O Cinema de Nick Ray é o Cinema do(s) conflito(s) e de todos aqueles que, por algum motivo, vivem à margem da sociedade - veja-se, aqui, o retrato doce dos índios seminole, corporizados em Cory Osceola.
Sem fugir a esta trave mestra, Nicholas Ray assinou em 1958 uma das mais curiosas obras-primas da sua filmografia: Wind across the everglades. Com efeito, tendo como pano de fundo a Miami do princípio do século XX, Ray, sob as vestes de um filme ecologista avant la lettre, aproveita para delinear um breve estudo sobre as contradições da natureza humana. Colocando como contendores um caçador de aves (Burl Ives) e um jovem professor de Biologia (Christopher Plummer), teremos a oportunidade de ver o duelo surdo destes dois homens que, paradoxalmente, se odeiam e se admiram. Tendo como pano de fundo os sempre belos e perigosos Everglades, Nick Ray mostra-nos um caçador fero e temerário que sobrevive à custa da caça ilegal. Perante o seu pragmatismo, teremos todo o idealismo do jovem Professor que apenas quer aplicar a Lei a todo o custo.
Num Mundo em que não há lugar para um ente abstracto - como sucede com o comando geral e abstracto que a Lei é - veremos uma escalada progressiva da hostilidade, até chegarmos ao duelo final em que o caçador decide acompanhar o Professor até à cidade para ser julgado. Apenas imporá uma condição: remará, mas não indicará qual o caminho a seguir. Neste frente-a-frente obstinado, a teimosia do Professor, tal como a do Caçador, custará a vida a este útlimo. Será nessa altura que poderá contemplar as aves a voar, verificando, finalmente, toda a beleza que matava. Paralelamente, o Professor ficara triste, pois admirava este rival feroz.
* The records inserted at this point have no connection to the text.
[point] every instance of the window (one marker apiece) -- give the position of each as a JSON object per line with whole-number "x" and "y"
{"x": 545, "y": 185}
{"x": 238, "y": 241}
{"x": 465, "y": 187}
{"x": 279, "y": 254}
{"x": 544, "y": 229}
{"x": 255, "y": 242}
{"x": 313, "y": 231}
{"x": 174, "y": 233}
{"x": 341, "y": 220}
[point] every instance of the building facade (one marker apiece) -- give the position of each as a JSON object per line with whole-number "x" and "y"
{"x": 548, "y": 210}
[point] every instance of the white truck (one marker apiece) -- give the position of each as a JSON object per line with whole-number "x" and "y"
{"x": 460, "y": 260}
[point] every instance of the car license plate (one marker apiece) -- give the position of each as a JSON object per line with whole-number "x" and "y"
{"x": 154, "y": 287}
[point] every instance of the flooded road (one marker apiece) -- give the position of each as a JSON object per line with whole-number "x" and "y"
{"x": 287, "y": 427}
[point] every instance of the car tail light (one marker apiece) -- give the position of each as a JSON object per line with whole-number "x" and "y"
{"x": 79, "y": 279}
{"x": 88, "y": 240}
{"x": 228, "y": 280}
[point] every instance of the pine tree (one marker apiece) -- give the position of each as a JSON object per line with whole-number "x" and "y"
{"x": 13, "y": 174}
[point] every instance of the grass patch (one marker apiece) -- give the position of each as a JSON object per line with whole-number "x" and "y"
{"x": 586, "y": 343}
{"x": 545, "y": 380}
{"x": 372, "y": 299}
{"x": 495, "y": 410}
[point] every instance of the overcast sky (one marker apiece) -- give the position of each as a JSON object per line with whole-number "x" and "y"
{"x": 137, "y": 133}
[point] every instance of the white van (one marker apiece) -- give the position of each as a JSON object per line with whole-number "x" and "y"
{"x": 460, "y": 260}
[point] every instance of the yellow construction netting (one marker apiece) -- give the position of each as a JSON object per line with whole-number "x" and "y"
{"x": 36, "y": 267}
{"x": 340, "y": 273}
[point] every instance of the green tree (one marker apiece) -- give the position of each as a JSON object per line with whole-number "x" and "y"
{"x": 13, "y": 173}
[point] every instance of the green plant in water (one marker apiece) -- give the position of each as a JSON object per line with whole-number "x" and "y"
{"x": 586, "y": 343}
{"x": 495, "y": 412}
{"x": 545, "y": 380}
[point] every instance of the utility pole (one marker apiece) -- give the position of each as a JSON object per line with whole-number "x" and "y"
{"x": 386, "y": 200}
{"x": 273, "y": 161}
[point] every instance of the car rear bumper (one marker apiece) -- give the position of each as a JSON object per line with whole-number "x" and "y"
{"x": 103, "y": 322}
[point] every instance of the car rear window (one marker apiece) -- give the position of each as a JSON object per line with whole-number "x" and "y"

Uma vez mais, Nicholas Ray dá-nos uma obra pejada de reviravoltas inesperadas e, simultaneamente, não temos um herói com que nos identifiquemos de imediato. Na verdade, se o idealismo do Professor merece simpatia, a sua obstinação que, em último grau, conduz à morte de muitos dos que o auxiliam, levam-nos a franzir o sobrolho. Em qualquer caso, salta à vista toda a mestria de Ray enquanto cineasta. Tal como em The lusty men, ficção e documentário interligam-se na perfeição, servindo o documentário para simbolizar tudo aquilo que vemos. Seja uma ave a levantar voo, seja uma víbora a aniquilar uma presa, seja uma luta entre crocodilos, tudo contribui para, mau grado partirmos do concreto, sermos conduzidos à abstracção do que se vê. Filme essencialmente simbólico, Wind across the everglades é (mais uma) obra-prima de Nicholas Ray. Como sempre o écran vibra de emoção e hipnotiza o espectador, sendo de salientar, também, o recurso à música tradicional para acentuar o tom documental do filme.
Mais importante, é flagrante o contraste entre o tom vivo das imagens documentais com o tom mais, digamos, apagado, da caracterização das personagens - maxime do caçador Cottonmouth. Um mero indício que a Morte pairava sobre elas e que acabaria por vingar. Convém não esquecer que no Cinema de Nicholas Ray, regra geral, todo o filme é um intenso pathos que culmina com a morte de alguém. Desta feita, que o vilão quer o aparente herói estão irmanados nesse pathos. O de Cottonmouth acaba com a Morte. O de Murdock continuará, com os remorsos por estar na origem da morte de Cottonmouth.